AnsweredAssumed Answered

STM32F4: Low FIR filter performance using the DSP library

Question asked by schaffhauser.daniel on Feb 20, 2013
Latest reply on Feb 21, 2013 by schaffhauser.daniel
I need to implement a LP filter for a synchronous DSP application running at 400 kSamples/s. To evaluate the peformance of the FIR/Decimation function I am calling this function:

arm_fir_decimate_fast_q15(&FIR_Decimator_Instance, inData + (i*32), outData + (i*32), 32);

Initialization is performed using 31 coefficients:

arm_fir_decimate_init_q15(&FIR_Decimator_Instance, 31, 1, (q15_t *)&FIR31Taps[0], &StateBuffer32[0], 32);

I can not get more than 208980 Samples/s throughput on an STM32F407VG (Discovery board) running at 168 Mhz.

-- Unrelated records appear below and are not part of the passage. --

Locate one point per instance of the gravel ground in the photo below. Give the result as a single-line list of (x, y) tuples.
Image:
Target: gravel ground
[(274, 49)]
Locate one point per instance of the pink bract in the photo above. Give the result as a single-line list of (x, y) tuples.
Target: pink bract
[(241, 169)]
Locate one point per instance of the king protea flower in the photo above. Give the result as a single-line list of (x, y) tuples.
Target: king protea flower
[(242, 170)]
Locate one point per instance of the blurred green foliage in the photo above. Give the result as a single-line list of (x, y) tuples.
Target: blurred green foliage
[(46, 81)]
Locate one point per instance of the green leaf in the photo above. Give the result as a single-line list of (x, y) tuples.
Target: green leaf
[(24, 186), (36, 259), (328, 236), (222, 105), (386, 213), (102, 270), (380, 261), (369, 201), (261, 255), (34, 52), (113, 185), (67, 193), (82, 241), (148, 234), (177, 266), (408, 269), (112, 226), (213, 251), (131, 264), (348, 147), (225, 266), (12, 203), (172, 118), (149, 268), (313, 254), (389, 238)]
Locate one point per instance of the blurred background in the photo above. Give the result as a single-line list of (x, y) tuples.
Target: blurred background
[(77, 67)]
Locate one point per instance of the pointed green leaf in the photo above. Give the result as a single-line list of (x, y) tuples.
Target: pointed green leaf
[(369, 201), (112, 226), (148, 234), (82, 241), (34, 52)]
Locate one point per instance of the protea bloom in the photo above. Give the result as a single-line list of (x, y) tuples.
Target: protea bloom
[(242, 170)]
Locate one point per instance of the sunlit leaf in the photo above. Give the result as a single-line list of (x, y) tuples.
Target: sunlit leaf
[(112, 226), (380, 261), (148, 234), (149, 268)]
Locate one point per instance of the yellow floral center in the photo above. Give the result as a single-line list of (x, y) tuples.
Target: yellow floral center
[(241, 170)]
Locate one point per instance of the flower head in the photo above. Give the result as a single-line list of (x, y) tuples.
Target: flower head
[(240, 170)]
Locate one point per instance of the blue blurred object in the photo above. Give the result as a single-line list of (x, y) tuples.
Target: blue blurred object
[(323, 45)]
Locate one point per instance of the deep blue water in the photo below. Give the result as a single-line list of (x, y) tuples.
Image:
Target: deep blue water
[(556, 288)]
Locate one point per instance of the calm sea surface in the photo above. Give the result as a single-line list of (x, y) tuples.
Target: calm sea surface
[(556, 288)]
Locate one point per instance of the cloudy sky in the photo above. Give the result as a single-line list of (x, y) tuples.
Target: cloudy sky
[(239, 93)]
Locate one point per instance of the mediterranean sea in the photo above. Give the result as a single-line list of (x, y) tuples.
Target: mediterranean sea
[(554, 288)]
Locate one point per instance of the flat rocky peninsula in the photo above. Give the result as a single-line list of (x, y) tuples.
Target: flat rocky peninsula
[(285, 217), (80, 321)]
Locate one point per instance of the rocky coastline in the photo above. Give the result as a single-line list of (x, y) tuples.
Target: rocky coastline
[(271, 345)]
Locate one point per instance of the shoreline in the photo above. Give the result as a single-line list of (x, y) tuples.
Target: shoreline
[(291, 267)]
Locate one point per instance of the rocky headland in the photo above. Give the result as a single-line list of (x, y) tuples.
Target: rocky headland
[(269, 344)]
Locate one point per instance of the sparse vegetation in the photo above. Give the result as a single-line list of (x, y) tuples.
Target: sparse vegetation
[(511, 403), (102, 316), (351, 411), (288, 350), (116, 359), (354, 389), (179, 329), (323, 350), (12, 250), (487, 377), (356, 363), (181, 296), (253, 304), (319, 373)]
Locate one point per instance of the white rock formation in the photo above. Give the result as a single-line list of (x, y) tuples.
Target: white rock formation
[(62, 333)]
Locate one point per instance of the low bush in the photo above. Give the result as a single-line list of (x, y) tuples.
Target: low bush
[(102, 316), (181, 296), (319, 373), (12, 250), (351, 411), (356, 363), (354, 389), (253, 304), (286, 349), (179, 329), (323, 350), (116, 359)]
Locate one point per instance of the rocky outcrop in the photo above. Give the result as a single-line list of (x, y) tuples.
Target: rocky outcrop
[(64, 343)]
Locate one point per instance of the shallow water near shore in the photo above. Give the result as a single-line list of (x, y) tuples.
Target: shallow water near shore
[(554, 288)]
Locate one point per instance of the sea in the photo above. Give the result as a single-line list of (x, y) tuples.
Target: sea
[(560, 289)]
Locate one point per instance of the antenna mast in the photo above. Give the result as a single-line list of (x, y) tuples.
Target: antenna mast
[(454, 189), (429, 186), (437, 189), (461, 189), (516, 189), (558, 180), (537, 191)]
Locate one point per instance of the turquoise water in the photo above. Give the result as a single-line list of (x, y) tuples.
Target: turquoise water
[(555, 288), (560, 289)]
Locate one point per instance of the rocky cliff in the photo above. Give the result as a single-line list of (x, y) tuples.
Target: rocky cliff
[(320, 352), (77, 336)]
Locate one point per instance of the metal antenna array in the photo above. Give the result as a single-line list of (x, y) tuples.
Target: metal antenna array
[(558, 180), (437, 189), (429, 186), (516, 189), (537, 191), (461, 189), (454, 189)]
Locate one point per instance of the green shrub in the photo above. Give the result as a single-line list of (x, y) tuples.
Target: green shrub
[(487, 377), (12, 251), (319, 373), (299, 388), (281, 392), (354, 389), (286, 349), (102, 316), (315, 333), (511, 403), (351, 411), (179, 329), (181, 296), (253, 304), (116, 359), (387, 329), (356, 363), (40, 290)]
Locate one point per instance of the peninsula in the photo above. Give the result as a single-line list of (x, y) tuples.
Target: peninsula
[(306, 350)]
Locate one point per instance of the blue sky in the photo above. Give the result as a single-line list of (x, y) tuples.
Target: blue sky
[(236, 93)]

According to ST, a fully optimized routine in C should take 1.625 cycles per filter tap. For a 31-tap filter this amounts to a throughtput rate above 3 MSamples/s!

I've checked the code behind the function and it seems that all the optimizations are implemented (MAC, SIMD, loop unrolling).

Please note that I am not a uC expert. Any help is greatly appreciated!